Estimate two basic Solow models of the following form:
\[ \ln(y_i) = \beta_0 + \beta_1\ln(s_i) + \beta_2 \ln(n_{i} + g + \delta) + \epsilon_i \]
This can be done using the linear model function
mymod <- lm(y ~ x1 + x2 + etc, data = mydata)
After estimating the model, check the parameter estimates using
summary(mymod)
Do these parameters look sensible?
Also estimate the models
\[ \ln(y_i) = \frac{\alpha}{1-\alpha}\ln(s_i) - \frac{\alpha}{1-\alpha} \ln(n_{i} + g + \delta) + \epsilon_i \]
and
\[ \ln(y_i) = \ln(A_{0}) + \frac{\alpha}{1-\alpha}\ln(s_i) - \frac{\alpha}{1-\alpha} \ln(n_{i} + g + \delta) + \epsilon_i \]
using the function nls()
. In this function, we give it a formula as above, but this time we can write one that is non-linear in the parameters. So if we wanted to estimate a restricted parameter \(\beta\), we could write
mymod2 <- nls(y ~ beta*x1 + (1/beta)*x2, data = mydata)

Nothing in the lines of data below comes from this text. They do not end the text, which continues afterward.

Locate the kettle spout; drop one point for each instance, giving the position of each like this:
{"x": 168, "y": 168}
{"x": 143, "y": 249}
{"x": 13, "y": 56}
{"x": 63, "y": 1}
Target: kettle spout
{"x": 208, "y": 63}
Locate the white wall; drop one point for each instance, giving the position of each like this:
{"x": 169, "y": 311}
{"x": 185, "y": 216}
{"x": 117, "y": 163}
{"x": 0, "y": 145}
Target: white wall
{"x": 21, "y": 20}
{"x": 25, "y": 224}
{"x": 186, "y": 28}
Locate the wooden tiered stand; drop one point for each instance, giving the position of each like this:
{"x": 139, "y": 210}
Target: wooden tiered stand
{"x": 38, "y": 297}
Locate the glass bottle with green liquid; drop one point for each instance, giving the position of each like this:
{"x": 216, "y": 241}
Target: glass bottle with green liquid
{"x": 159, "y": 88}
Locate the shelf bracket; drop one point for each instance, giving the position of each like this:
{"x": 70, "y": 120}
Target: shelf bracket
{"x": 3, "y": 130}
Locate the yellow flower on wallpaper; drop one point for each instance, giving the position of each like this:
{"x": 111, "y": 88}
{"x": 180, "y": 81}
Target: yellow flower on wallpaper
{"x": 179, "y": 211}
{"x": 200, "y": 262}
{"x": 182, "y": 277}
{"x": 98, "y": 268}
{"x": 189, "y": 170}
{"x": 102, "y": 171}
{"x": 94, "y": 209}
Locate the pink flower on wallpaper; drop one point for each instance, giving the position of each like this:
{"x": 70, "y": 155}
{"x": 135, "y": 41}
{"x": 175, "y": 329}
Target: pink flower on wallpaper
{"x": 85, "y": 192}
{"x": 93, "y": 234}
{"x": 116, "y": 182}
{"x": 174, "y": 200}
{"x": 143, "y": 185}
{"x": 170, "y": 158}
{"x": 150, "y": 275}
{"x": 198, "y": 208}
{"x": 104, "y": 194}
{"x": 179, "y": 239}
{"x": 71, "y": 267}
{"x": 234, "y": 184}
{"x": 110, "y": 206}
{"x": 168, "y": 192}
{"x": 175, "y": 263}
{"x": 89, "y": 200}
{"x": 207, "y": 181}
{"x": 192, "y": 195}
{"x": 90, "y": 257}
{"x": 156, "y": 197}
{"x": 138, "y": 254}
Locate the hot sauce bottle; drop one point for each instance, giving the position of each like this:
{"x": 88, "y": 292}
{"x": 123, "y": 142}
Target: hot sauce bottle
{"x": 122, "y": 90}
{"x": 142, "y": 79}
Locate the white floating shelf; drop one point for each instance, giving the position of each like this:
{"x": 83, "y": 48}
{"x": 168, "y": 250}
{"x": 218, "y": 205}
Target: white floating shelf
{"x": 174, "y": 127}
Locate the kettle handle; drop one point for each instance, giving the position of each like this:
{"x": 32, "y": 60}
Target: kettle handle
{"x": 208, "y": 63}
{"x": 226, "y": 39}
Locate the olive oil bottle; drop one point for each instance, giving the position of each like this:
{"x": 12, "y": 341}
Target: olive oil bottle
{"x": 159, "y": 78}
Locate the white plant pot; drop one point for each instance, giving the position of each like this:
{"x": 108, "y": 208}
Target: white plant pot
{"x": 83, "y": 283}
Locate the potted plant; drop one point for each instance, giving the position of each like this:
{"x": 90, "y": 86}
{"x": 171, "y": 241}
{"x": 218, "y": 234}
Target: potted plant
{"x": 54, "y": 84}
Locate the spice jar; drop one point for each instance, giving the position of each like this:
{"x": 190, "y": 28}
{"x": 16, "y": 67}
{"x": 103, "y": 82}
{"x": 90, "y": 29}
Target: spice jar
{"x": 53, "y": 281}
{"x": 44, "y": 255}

and check the estimate of \(\beta\) using
summary(mymod2)
You should get results that look like this:
##
## Call:
## lm(formula = lnY ~ lnS + lnngd, data = pwt2)
##
## Residuals:
## Min 1Q Median 3Q Max
## -2.57707 -0.74167 0.02233 0.64023 3.04949
##
## Coefficients:
## Estimate Std. Error t value Pr(>|t|)
## (Intercept) 12.1422 1.6120 7.532 3.77e-12 ***
## lnS 0.9823 0.1909 5.147 7.87e-07 ***
## lnngd -5.9296 0.6659 -8.905 1.30e-15 ***
## ---
## Signif. codes: 0 '***' 0.001 '**' 0.01 '*' 0.05 '.' 0.1 ' ' 1
##
## Residual standard error: 0.9918 on 156 degrees of freedom
## Multiple R-squared: 0.4475, Adjusted R-squared: 0.4404
## F-statistic: 63.18 on 2 and 156 DF, p-value: < 2.2e-16
##
## Formula: lnY ~ (alpha/(1 - alpha)) * lnS - (alpha/(1 - alpha)) * lnngd
##
## Parameters:
## Estimate Std. Error t value Pr(>|t|)
## alpha 0.719205 0.007163 100.4 <2e-16 ***
## ---
## Signif. codes: 0 '***' 0.001 '**' 0.01 '*' 0.05 '.' 0.1 ' ' 1
##
## Residual standard error: 1.236 on 158 degrees of freedom
##
## Number of iterations to convergence: 4
## Achieved convergence tolerance: 4.408e-09
##
## Formula: lnY ~ LnA0 + (alpha/(1 - alpha)) * lnS - (alpha/(1 - alpha)) *
## lnngd
##
## Parameters:
## Estimate Std. Error t value Pr(>|t|)
## alpha 0.60637 0.03035 19.978 < 2e-16 ***
## LnA0 1.21510 0.21129 5.751 4.51e-08 ***
## ---
## Signif. codes: 0 '***' 0.001 '**' 0.01 '*' 0.05 '.' 0.1 ' ' 1
##
## Residual standard error: 1.127 on 157 degrees of freedom
##
## Number of iterations to convergence: 5
## Achieved convergence tolerance: 5.851e-09
mutate()
function to generate a new column that contains the predicted GDP per capita relative to the US. (Note that the predicted GDP from the model will be the log proportion—negative number for most countries; you will need to take the antilog of this value using exp()
).Often, we want to check how well a model is performing by using the model to generate some new random numbers, and compare these to the actuals. This is in the spirit of what Bayesians call posterior predictive checking, and what macroeconomists call moment checking. The model will be more “valid” if the new countries that it generates have a similar distribution of GDP per capita to what we observe in reality.
mydata <- mydata %>%
mutate(NewVersionOfCountry = exp(rnorm(n = n(), mean = predicted_gdppp, sd = sdestimate)))
Generate two histograms, one of the actual GDP per capital relative to the united states, and the second with our “new countries”. Would you say the model is a good fit?